GE’s engines endure a number of unique stresses with its customers. Southwest Airlines, for example, doesn’t stop running its engines with all the short flights in its schedule, Greg noted. In a separate challenge, Dubai-based Emirates “flies the first 500 feet of its takeoffs in Dubai through sand,” he said. “We can adopt.”
GE’s work in the airline industry extends to airports as well. In San Diego, for example, traditional runway lamp posts are being replaced by LED lights, “and we’re putting in sensors (to detect and analyze) vibrations,” Greg said. “Sensors are cheap,” he noted, “(and can be considered to be) even free if you consider the benefits of using them.”
GE is also the world’s largest manufacturer of renewable energy wind farms. In this business, “we wanted to allow each wind farm to talk to each other,” Greg said. “In doing so, we enabled them to generate 8% more power just with a small iteration on software.”
Greg said the next step will be “a transformational moment for GE—to have an open platform.” Predix will thus not be limited to GE systems, but the company plans to “enable even our competitors to build in our environment.”
Greg also answered a few questions from the audience:
Q: Is it running on AWS?
A: We don’t think AWS is secure enough for this kind of data.

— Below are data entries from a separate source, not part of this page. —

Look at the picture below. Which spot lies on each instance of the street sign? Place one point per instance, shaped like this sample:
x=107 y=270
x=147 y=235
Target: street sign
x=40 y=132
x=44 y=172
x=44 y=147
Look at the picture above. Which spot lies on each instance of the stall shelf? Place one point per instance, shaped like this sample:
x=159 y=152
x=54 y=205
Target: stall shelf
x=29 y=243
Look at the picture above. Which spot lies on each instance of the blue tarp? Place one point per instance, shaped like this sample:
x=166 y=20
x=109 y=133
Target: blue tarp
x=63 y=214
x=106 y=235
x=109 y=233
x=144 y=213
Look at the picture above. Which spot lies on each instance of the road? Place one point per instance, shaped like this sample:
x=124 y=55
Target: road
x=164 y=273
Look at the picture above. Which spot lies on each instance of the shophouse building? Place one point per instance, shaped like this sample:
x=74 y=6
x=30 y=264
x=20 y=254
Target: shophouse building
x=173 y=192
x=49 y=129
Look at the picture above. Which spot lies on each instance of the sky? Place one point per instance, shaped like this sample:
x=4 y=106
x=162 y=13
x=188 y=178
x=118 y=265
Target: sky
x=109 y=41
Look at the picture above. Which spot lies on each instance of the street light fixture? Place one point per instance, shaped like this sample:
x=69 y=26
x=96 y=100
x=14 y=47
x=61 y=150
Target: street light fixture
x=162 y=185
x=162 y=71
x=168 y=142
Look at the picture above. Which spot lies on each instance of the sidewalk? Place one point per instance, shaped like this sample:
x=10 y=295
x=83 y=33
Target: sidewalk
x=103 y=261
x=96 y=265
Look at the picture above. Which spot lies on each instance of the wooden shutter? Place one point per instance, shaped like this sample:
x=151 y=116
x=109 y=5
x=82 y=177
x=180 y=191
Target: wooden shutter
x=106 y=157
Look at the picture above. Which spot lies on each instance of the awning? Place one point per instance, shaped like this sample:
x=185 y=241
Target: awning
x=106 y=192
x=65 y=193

Predix is running on its own infrastructure.
Q: What will happen with existing customers of GE?
A: There is a migration path. Historians now becoming part of the platform. Over the next 5–10 years, we will migrate all of our existing customers from legacy products to Predix.
Q: How does Predix help its users to deal with silos, hundreds of file formats and standards?

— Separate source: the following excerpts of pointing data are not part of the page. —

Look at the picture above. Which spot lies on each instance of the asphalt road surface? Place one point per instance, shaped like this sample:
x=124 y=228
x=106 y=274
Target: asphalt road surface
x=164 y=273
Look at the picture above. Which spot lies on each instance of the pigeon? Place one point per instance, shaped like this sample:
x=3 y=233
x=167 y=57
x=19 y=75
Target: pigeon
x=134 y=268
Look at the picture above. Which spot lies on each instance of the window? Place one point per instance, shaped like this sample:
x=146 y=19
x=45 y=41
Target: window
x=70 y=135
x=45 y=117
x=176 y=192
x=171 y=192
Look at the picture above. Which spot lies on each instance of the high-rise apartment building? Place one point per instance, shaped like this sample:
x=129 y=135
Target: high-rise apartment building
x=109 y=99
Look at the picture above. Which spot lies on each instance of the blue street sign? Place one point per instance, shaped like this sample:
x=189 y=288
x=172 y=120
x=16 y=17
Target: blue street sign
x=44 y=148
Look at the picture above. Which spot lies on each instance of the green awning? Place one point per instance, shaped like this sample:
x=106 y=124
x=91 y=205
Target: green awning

A: One of GE’s prime design principles is to focus on interoperability. Industrial systems are very diverse. We hope that developer community will build apps that capture. We are talking with all major ERP vendors. There is a nice mashup of PLM, repair history for equipment.
Q: How do you make this platform easy for users develop applications in specific verticals?
A: In the environments that we operate, we not only will be providing application hosting platform, but microservices that can help with app development. We also will be looking for startups to invest in and help grow within our ecosystem.
Q: How about HDFS?
A: Yes, we will allow you to use it.
He said there will be two opportunities for companies that want to work with GE.
- Build apps on top of Predix
- Build services that other people can buy from you through Predix
“In the IoT,” he said, “we are moving into the moment where it’s not mobile first, but context—who, what, why—first. Apps will adopt, react, and anticipate.”
He continued, “If you look at other providers, Bluemix, Heroku, the differentiator for us is the attention we spending on every aspect on the technology and security aspect of the cloud, to make sure that it’s as secure as possible.”
“Next, we are focusing on analytics. We are probably the best experts on time series data, because we used this information for decades. We have a strong data science team and an ecosystem of folks building applications at an industrial scale with large data sets.”
He finished by noting that GE Digital has a Dojo—“come and hang out with us”—a VC arm in Silicon Valley for investing, and a Predix catalog in which collaborating companies can sell their applications.